Coming to Doniger’s impugned book, there are simply too many mistakes to be accidental. The very map of India is headless – minus the State of Jammu and Kashmir. The cover jacket is vulgar and lascivious, depicting Sri Krishna astride a horse made up of the bodies of numerous naked women, thereby debasing the Krishna-Gopi relationship which is based on equality between the divine (brahma) and the individual souls (jiva). But then, what can one expect from a scholar who says she is creating a “narrative of religions within the narrative of history, as a linga … is set in a yoni …” Such pornographic similes can only evoke disgust, yet Doniger and all who support her see nothing amiss in sexualising the history or civilisation of India.
The language used to describe divinities like Sri Rama and Sita Devi or revered characters like Kunti is unacceptable, and the claims do not bear reiteration. Suffice it to say that besides having no evidentiary basis, such repulsive ideas cannot pass under the genre of free speech in any civilised society. That such persons enjoy tenure in leading western universities should be cause of concern for those who pay the handsome tuition fees to be educated in these institutions.
Even mundane facts are conveyed incorrectly. Thus, she claims that Emperor Akbar was saved by Hindus from a Muslim rival, when it was his father Humayun who was saved by the Hindu king of Umerkot. She dates Aurangzeb’s persecution of Hindus, Sikhs and Shiite Muslims to 1687, though this began decades previously and saw the destruction of numerous Hindu temples in South India (before he became ruler in 1658); Guru Tegh Bahadur was beheaded in 1675. Doniger has clearly not been able to decide if her ‘alternative history’ is actually an ‘invented history’.
These few instances should suffice to establish Wendy Doniger’s lack of integrity as a scholar and her inability to correctly interpret Hindu scriptures and traditions. The book is loaded with prejudice against Hindu civilization, its cultures and traditions, and promotes contempt for them. Those who support such intellectual exercises have compared the withdrawal of Doniger’s book by Penguin Books with the Maharashtra Government decision to ban James Laine’s Shivaji: Hindu King in Islamic India, which caused outrage for glibly questioning the legitimacy of one of the greatest heroes of the nation; those who saw nothing amiss in such despicable slander took umbrage at Laine’s being asked to furnish evidentiary support for his scurrilous writing.

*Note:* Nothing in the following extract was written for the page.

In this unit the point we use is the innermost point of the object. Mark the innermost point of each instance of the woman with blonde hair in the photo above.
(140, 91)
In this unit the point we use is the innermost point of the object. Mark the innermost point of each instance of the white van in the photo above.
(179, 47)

Of course, they fell silent when Abhishek Manu Singhvi sent a legal notice to Spanish author Javier Moro on grounds that his book, El Sari Rojo (The Red Sari), on Sonia Gandhi amounted to “exploiting somebody’s privacy for personal commercial gains”. Interestingly, neither the Congress president nor vice-president, both of whom rushed to speak out against the Supreme Court verdict upholding the legality of Section 377 on homosexuality, have commented on the withdrawal of Wendy Doniger’s insulting portrayal of Hindu civilisation and its respected divinities.
(Niti Central stands by freedom of speech and is opposed to censorship in any manner or form.)